One of the pointers I was given early on in designing my project by an academic kind enough to give me some time was that I needed to decide whether I was interested in the social aspects of a suburb or the built environment. Of course, I do not think she believes the world is that simple and as a human geographer her own work cuts across theories of places and people. However, her advice helped me cut some topics out of my proposal which seemed very useful at the time.

Fast forward to a few weeks ago, and you will find me sitting in on a meeting where people were trying to plan a ‘social inclusion’ event. The group was talking about creative projects and I chimed in with ‘mapping is very trendy’. I do not think they needed the event to be ‘trendy’ (and I chose that word to make my interjection seem less serious), but I think they liked the idea of mapping and using physical places. Very quickly there were a lot of very practical concerns that were raised and discussed.
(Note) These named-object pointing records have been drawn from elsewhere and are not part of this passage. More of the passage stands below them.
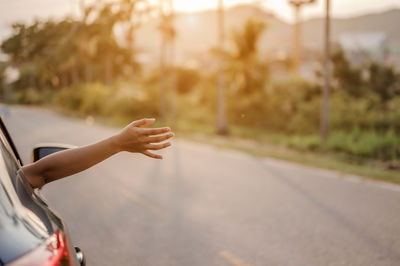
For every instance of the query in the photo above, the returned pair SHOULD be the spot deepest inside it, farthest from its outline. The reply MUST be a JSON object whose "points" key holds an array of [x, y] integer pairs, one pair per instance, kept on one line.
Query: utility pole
{"points": [[173, 77], [298, 49], [326, 87], [167, 31], [163, 44], [221, 122]]}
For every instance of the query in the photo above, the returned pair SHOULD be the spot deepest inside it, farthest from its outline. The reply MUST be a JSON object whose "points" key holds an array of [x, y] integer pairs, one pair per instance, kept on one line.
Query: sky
{"points": [[27, 10]]}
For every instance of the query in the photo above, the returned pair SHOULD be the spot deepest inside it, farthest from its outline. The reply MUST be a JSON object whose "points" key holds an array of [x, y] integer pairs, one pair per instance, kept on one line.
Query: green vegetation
{"points": [[81, 68]]}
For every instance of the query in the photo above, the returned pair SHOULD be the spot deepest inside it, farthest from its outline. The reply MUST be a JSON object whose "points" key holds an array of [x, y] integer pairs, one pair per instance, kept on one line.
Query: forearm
{"points": [[69, 162]]}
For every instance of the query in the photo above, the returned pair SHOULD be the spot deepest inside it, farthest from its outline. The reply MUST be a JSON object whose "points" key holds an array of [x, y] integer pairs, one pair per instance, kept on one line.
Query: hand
{"points": [[134, 138]]}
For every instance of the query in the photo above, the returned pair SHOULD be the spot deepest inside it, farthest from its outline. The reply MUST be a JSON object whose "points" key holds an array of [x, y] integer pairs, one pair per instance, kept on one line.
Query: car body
{"points": [[30, 232]]}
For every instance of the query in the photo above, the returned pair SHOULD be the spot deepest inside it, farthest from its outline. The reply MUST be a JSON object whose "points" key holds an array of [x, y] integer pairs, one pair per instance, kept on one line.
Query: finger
{"points": [[156, 131], [155, 139], [157, 146], [152, 155], [143, 122]]}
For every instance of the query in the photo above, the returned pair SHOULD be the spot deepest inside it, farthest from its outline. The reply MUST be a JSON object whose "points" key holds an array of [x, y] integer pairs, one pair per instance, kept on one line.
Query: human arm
{"points": [[133, 138]]}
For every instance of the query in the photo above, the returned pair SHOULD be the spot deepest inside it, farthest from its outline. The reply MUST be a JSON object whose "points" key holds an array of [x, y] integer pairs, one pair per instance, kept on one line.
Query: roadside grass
{"points": [[276, 146]]}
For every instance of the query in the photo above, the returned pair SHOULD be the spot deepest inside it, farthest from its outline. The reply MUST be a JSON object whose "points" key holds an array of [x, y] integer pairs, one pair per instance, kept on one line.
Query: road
{"points": [[207, 206]]}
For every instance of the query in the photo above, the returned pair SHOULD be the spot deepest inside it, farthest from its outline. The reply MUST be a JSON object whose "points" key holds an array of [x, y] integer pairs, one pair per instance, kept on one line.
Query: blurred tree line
{"points": [[80, 66]]}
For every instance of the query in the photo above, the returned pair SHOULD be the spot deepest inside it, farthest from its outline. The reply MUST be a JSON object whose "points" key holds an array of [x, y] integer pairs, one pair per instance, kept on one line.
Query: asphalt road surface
{"points": [[207, 206]]}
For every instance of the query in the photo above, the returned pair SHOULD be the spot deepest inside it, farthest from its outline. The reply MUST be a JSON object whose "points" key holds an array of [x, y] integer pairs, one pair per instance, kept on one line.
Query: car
{"points": [[30, 232]]}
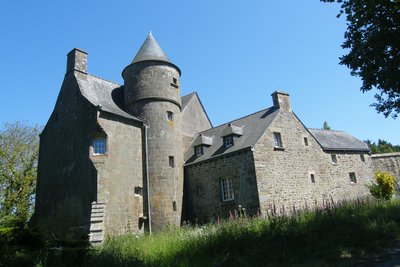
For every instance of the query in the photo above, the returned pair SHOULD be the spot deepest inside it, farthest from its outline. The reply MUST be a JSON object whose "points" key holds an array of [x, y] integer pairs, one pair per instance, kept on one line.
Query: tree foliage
{"points": [[382, 147], [19, 148], [372, 40], [384, 185]]}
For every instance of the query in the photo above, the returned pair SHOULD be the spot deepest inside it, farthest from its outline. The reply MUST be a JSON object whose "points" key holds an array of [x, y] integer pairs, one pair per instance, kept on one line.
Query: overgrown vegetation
{"points": [[384, 185], [382, 146], [19, 149], [334, 235]]}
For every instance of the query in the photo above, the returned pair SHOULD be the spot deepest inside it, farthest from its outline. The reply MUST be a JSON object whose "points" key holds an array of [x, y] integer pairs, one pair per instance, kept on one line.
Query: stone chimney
{"points": [[77, 61], [281, 100]]}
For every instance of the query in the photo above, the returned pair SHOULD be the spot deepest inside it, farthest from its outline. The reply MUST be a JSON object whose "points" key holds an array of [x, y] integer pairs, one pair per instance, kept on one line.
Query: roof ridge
{"points": [[265, 109], [94, 76], [341, 131]]}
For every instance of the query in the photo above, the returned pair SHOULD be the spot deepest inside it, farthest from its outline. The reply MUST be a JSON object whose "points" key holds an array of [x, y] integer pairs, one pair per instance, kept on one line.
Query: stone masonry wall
{"points": [[389, 162], [66, 186], [283, 175], [119, 171], [204, 185]]}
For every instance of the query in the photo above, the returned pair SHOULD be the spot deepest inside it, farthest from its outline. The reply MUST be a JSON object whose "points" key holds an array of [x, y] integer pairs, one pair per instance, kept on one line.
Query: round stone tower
{"points": [[152, 93]]}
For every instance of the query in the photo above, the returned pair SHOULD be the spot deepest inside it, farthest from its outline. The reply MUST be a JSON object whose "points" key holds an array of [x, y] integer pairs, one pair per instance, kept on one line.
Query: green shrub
{"points": [[384, 185]]}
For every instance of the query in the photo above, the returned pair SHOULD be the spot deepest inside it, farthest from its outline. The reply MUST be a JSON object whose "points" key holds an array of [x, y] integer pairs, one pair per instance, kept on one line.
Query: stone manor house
{"points": [[139, 156]]}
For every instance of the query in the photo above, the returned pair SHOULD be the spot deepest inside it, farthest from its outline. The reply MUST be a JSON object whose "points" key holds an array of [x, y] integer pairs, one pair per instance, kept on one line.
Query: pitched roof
{"points": [[254, 125], [150, 50], [338, 141], [107, 95]]}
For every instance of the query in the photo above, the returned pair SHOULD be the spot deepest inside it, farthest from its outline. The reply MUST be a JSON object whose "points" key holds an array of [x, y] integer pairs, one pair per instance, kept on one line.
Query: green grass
{"points": [[335, 235]]}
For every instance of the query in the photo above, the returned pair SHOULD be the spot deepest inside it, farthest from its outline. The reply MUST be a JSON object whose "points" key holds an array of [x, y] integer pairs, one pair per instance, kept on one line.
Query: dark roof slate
{"points": [[254, 125], [338, 141], [107, 95], [150, 50]]}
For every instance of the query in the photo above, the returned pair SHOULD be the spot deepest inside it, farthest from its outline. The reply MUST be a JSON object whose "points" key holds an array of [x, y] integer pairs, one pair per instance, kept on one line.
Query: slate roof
{"points": [[103, 93], [150, 50], [338, 141], [254, 125]]}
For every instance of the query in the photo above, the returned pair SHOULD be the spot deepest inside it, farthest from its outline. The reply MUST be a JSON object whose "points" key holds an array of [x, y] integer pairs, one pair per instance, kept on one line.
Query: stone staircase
{"points": [[96, 235]]}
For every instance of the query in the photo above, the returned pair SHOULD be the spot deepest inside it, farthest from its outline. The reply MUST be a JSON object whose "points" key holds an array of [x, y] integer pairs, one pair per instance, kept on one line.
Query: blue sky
{"points": [[233, 53]]}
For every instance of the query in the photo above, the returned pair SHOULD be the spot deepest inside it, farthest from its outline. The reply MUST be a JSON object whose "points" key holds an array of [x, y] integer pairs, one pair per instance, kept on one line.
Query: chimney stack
{"points": [[281, 100], [77, 61]]}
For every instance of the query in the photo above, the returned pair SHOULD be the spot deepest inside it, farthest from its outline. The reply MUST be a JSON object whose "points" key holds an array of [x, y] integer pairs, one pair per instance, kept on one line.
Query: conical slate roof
{"points": [[150, 50]]}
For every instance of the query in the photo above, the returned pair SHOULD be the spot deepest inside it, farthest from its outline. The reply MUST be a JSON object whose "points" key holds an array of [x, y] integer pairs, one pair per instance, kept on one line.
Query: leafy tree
{"points": [[384, 185], [382, 147], [19, 147], [326, 126], [373, 45]]}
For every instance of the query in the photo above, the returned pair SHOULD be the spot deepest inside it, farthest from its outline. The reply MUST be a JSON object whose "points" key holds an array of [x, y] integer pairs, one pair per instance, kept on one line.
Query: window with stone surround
{"points": [[175, 83], [334, 159], [228, 141], [227, 189], [170, 115], [305, 141], [353, 178], [99, 145], [312, 177], [171, 161], [278, 140], [138, 191]]}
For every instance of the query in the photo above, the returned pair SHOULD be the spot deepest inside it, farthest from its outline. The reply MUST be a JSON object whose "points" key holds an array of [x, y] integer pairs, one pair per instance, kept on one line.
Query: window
{"points": [[174, 205], [171, 161], [138, 190], [199, 190], [227, 189], [278, 140], [99, 146], [170, 115], [305, 141], [334, 159], [228, 141], [199, 151], [175, 83], [353, 178], [312, 176]]}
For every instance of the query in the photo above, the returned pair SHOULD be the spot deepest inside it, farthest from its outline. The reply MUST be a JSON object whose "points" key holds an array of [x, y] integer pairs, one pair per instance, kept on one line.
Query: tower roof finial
{"points": [[150, 50]]}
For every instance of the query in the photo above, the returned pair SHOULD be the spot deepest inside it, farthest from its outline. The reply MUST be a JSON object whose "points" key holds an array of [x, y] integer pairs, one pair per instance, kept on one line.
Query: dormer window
{"points": [[199, 151], [228, 141]]}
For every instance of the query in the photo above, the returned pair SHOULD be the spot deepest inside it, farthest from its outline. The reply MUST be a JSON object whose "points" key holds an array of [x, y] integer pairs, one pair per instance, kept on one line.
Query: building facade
{"points": [[139, 156]]}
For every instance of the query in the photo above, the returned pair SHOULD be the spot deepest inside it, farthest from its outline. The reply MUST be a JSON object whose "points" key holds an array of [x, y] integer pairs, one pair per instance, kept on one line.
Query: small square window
{"points": [[277, 140], [170, 115], [175, 83], [305, 141], [171, 161], [227, 189], [228, 141], [199, 151], [99, 146], [138, 190], [334, 159], [353, 178]]}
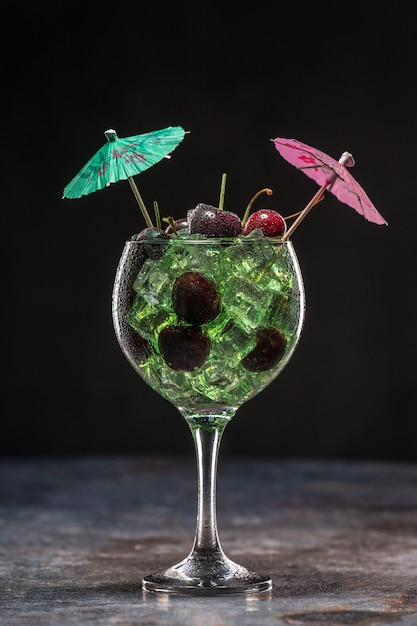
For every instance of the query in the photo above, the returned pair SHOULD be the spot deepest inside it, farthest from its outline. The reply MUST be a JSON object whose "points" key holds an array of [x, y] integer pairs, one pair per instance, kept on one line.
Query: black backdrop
{"points": [[340, 77]]}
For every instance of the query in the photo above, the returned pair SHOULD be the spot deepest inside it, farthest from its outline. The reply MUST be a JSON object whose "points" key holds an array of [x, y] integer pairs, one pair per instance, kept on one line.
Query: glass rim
{"points": [[211, 240]]}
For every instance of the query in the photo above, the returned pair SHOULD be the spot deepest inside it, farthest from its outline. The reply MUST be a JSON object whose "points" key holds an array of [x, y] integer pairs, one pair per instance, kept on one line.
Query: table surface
{"points": [[78, 534]]}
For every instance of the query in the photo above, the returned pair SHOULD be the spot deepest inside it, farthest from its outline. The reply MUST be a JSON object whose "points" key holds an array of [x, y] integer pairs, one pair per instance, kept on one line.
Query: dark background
{"points": [[336, 76]]}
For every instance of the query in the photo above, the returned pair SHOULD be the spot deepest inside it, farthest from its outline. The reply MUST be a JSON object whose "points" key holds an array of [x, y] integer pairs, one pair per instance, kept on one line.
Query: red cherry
{"points": [[271, 223]]}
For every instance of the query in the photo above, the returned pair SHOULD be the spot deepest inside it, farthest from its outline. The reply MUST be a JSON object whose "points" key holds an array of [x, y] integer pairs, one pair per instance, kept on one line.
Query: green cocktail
{"points": [[208, 323]]}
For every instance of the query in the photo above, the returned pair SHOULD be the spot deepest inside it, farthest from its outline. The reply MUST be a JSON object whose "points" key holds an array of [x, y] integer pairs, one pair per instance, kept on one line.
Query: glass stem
{"points": [[207, 434]]}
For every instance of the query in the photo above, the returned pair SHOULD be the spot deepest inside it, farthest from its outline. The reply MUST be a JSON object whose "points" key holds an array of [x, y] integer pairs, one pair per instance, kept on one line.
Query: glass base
{"points": [[205, 578]]}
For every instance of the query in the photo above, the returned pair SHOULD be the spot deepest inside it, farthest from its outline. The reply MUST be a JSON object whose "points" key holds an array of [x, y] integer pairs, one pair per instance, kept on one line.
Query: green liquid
{"points": [[260, 287]]}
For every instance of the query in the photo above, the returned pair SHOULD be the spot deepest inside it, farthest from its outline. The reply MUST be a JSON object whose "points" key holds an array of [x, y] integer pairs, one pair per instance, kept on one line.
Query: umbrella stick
{"points": [[222, 191], [140, 202], [306, 209]]}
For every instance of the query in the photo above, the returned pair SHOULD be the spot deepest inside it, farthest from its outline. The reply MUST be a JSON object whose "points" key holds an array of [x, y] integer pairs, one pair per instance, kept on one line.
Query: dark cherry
{"points": [[212, 222], [271, 223], [195, 298], [179, 225], [269, 350], [184, 348], [139, 345]]}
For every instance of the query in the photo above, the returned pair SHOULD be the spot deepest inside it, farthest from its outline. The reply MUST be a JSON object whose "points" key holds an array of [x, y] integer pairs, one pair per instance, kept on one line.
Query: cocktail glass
{"points": [[208, 347]]}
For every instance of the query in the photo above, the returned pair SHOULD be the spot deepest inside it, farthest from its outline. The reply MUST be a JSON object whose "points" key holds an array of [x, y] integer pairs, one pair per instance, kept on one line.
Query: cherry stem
{"points": [[157, 215], [248, 208], [222, 191], [172, 223], [288, 217]]}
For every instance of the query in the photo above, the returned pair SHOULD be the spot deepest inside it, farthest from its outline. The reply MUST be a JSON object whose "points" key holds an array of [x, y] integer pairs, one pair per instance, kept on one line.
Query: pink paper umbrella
{"points": [[331, 175]]}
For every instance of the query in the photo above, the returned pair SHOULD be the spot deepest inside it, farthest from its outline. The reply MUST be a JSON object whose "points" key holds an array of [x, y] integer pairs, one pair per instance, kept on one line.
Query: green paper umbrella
{"points": [[121, 159]]}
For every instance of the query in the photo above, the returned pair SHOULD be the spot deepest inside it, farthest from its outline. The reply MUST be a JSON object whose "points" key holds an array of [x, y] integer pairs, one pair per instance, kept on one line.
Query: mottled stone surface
{"points": [[77, 536]]}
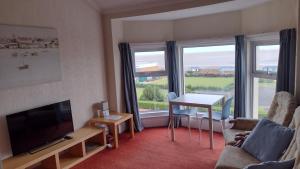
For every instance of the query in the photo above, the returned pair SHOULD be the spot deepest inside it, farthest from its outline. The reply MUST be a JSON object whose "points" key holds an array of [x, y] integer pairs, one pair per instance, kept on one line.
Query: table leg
{"points": [[211, 130], [131, 127], [116, 135], [172, 121]]}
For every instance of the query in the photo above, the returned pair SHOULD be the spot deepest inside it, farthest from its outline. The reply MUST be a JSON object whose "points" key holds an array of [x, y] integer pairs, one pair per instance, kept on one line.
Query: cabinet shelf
{"points": [[63, 155]]}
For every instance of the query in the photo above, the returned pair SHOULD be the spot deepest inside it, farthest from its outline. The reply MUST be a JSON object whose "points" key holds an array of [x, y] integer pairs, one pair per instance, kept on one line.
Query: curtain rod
{"points": [[213, 39]]}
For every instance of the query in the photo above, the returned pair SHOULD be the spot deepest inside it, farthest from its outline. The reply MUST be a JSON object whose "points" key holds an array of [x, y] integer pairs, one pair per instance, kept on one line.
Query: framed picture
{"points": [[28, 56]]}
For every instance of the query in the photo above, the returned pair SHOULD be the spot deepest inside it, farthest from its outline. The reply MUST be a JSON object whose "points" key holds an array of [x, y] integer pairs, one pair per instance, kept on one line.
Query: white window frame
{"points": [[197, 43], [150, 47], [252, 42]]}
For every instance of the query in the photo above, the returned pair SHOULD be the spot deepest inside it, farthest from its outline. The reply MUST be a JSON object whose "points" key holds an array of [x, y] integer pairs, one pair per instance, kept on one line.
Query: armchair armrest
{"points": [[243, 124]]}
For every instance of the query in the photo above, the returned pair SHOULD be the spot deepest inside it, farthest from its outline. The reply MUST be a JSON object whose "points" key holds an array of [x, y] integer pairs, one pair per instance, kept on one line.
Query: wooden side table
{"points": [[114, 124]]}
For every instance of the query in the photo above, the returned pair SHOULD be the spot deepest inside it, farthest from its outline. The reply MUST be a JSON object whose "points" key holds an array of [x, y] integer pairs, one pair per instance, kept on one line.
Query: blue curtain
{"points": [[286, 63], [172, 63], [240, 77], [173, 73], [129, 84]]}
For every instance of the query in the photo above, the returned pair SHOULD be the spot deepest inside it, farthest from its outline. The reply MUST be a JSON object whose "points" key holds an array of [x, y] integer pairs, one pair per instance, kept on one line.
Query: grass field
{"points": [[217, 82], [209, 83]]}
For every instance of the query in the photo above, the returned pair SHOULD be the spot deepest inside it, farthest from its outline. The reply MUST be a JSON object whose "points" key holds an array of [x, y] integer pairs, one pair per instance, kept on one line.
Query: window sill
{"points": [[154, 114]]}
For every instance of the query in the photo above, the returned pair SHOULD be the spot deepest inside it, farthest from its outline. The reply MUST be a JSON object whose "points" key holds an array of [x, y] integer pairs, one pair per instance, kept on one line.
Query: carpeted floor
{"points": [[152, 149]]}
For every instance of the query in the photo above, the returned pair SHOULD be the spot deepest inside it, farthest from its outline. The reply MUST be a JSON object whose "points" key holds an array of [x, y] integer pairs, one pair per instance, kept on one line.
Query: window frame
{"points": [[254, 71], [150, 47], [202, 43], [147, 48], [253, 42]]}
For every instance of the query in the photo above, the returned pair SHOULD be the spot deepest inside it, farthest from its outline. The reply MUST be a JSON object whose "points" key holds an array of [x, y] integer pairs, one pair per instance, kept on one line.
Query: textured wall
{"points": [[82, 59], [209, 26], [148, 31]]}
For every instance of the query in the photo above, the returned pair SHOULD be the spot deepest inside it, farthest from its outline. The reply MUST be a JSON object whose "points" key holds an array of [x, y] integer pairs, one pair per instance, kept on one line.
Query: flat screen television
{"points": [[31, 129]]}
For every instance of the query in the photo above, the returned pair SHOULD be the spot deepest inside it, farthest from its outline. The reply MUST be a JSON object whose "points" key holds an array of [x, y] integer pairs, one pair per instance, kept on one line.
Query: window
{"points": [[151, 80], [264, 69], [209, 69]]}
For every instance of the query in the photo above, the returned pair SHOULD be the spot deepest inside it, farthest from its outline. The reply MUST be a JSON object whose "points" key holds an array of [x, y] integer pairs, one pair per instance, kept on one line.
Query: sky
{"points": [[211, 56]]}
Feeling a bit guilty over having redirected the group, I asked how they intended to get from this very complicated activity to ‘social inclusion’. My response came from a few of the people there; working towards social inclusion is not done through talking about social inclusion.

There was no place/person binary going on here for the people dealing with realities of people and places. I, the person trained in a discipline which has gotten all excited about the rediscovery of ‘place’ and ’emplacement’ in recent years, failed to realise that the rest of the world’s population has not needed to rediscover place because they never stopped living in, and working with, places.

I feel like this example should help me to think about how objections against certain developments may have more to do with my project. Of course any sort of mobilising or group action and opportunities for people to meet are of great interest to me and hold significance for my project. However, I feel to only look at the form of the action (objecting to a development) and to neglect the content (the grounds on which they decide to object, and the evidence put forward in objections) is to miss something rather important.

This is not a new thing to try to explore. There is research which looks at different interpretations of neighbourhood character (do a Google Scholar search for various articles by Dovey, Woodcock and Wood, but I particularly like one about the cheese-grater and ‘edgy’ Fitzroy). Batten’s (1994) thesis on the Bayside Project looks at ‘discourses of legitimation’ and how different people objected (and the lower status attached to the form letter used by largely working class residents).

However, in line with the decisions I made early on in my project, I am most interested if the people who might move in following developments or expectations of the impact of the development on social contact in a suburb feature in decisions made around objecting. Unfortunately for me this is probably one of the most sensitive things to try to discuss in regards to contemporary cases.

Why do interesting topics cause offence?

I guess it is just a matter of being clearer in my own mind what I want to explore, and why. If I want to talk about the social side of a suburb eventually I am going to have to talk about people. If I try to talk around it I now know the people I am spending time with are clued in enough to catch me out.